Stattdessen nehmen in Deutschland Leiharbeit, Minijobs und befristete Beschäftigung stetig zu. Das vermeintliche „Modell Deutschland“ führt zu Lohndumping, einer sinkenden Binnennachfrage und damit zu künftigen Problemen, die wieder auf kommunaler Eben gelöst werden müssen. Altersarmut wird damit eine der größten Herausforderungen für diese und kommende Generationen. Wir müssen heute handeln, um diese tickende Zeitbombe zu entschärfen und massenhafte Altersarmut in der Zukunft zu verhindern.
Die Finanzierung der öffentlichen Hand ist seit Jahrzehnten prekär. Als letztes Glied in der Kette bekommen das besonders die Kommunen zu spüren. In Folge müssen sie ihre Leistungen einschränken und Angebote ausdünnen. Das trifft wiederum diejenigen zuallererst, die am meisten darauf angewiesen sind. Das sind eben nicht die Wohlhabenden. Es bleibt dabei: Nur Reiche können sich einen schwachen Staat leisten!
Deshalb glaube ich, dass es ein starkes gemeinsames Anliegen sein muss, für eine gerechtere, für eine solidarische Gesellschaft einzutreten: in den Betrieben, in den Städten und im ganzen Land.
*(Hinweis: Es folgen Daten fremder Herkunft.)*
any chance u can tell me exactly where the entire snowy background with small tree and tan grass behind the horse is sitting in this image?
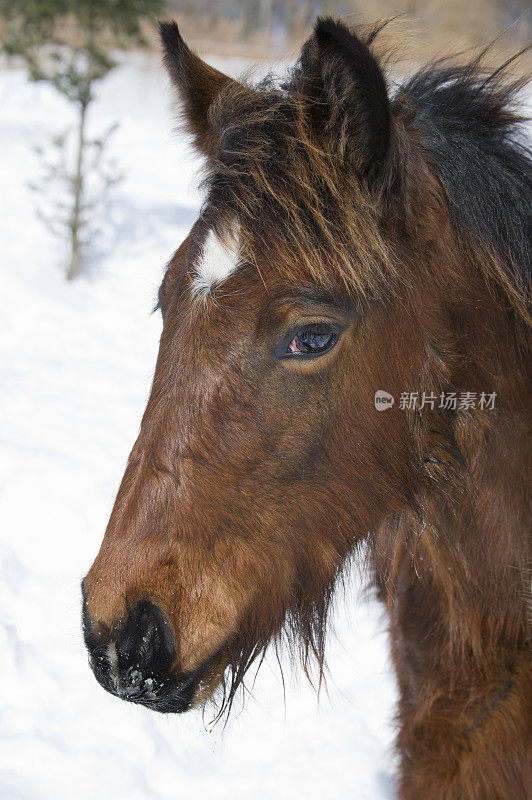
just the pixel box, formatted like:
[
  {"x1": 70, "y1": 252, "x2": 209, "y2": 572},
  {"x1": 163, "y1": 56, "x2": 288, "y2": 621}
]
[{"x1": 0, "y1": 0, "x2": 530, "y2": 800}]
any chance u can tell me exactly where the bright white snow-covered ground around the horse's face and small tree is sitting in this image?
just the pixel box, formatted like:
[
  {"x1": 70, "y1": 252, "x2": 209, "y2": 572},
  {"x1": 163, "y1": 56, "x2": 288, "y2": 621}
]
[{"x1": 0, "y1": 57, "x2": 396, "y2": 800}]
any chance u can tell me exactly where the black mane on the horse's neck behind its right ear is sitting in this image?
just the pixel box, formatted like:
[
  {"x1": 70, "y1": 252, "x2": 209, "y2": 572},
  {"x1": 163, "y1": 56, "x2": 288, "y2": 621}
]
[{"x1": 402, "y1": 58, "x2": 532, "y2": 304}]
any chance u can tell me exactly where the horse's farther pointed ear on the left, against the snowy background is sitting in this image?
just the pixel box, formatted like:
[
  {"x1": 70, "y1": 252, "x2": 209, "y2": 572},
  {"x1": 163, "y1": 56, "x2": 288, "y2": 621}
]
[{"x1": 159, "y1": 22, "x2": 234, "y2": 156}]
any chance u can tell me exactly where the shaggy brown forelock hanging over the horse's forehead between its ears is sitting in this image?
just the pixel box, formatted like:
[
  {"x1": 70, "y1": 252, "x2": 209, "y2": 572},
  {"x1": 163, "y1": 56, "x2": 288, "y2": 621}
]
[{"x1": 200, "y1": 79, "x2": 394, "y2": 304}]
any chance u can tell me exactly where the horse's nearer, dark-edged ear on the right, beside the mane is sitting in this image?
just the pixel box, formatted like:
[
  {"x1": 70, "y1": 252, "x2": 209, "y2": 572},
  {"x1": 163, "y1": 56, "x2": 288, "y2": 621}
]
[{"x1": 300, "y1": 18, "x2": 392, "y2": 177}]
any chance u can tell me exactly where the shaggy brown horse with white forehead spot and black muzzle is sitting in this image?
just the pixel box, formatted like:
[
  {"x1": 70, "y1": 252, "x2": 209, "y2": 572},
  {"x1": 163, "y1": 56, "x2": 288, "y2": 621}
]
[{"x1": 83, "y1": 19, "x2": 532, "y2": 800}]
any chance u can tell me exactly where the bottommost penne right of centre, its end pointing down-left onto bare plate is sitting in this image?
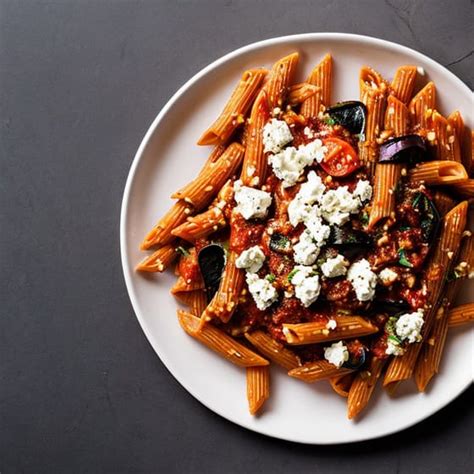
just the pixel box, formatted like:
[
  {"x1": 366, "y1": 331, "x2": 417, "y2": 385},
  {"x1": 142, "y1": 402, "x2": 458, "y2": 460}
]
[{"x1": 347, "y1": 356, "x2": 387, "y2": 419}]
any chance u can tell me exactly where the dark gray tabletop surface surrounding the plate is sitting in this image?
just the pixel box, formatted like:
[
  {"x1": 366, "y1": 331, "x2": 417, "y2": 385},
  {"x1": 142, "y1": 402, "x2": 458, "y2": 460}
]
[{"x1": 0, "y1": 0, "x2": 474, "y2": 474}]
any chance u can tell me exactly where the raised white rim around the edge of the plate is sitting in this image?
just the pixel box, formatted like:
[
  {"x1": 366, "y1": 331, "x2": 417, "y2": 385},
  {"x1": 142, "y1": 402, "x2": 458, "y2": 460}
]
[{"x1": 119, "y1": 32, "x2": 472, "y2": 446}]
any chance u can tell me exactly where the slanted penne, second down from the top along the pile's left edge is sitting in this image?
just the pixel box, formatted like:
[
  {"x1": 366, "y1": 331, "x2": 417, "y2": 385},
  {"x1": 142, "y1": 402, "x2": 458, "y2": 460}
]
[{"x1": 171, "y1": 142, "x2": 245, "y2": 211}]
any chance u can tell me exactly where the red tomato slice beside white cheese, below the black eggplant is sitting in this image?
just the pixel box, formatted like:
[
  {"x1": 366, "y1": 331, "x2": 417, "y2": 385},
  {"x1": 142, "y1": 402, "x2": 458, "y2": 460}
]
[{"x1": 320, "y1": 137, "x2": 361, "y2": 177}]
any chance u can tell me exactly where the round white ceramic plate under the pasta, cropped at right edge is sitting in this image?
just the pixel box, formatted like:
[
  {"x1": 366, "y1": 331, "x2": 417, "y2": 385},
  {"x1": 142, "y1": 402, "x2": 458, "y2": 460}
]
[{"x1": 120, "y1": 33, "x2": 474, "y2": 444}]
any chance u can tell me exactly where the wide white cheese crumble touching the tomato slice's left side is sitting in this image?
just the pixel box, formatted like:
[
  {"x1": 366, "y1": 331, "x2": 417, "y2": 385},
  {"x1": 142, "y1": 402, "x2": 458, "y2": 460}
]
[{"x1": 268, "y1": 139, "x2": 327, "y2": 188}]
Ich glaube, dass das auch bedeutet, für eine gerechtere Verteilung des ohne Frage vorhandenen gesellschaftlichen Reichtums zu sorgen. Zum einen in Form von guter, von auskömmlicher Arbeit. Zum andren in Form von angemessener Finanzausstattung unseres Gemeinwesens. Denn eine Gesellschaft, die darauf verzichtet, Gemeinschaftsangelegenheiten gemeinsam zu entscheiden und gemeinsam zu finanzieren, beraubt sich ihrer Grundlage. Sie höhlt ihre demokratischen Institutionen aus und zerfällt am Ende in die Summe von Marktteilnehmern.
Ich wünsche Ihnen und uns allen einen erfolgreichen 1. Mai und dass unsere und Ihre Forderungen gehört werden!”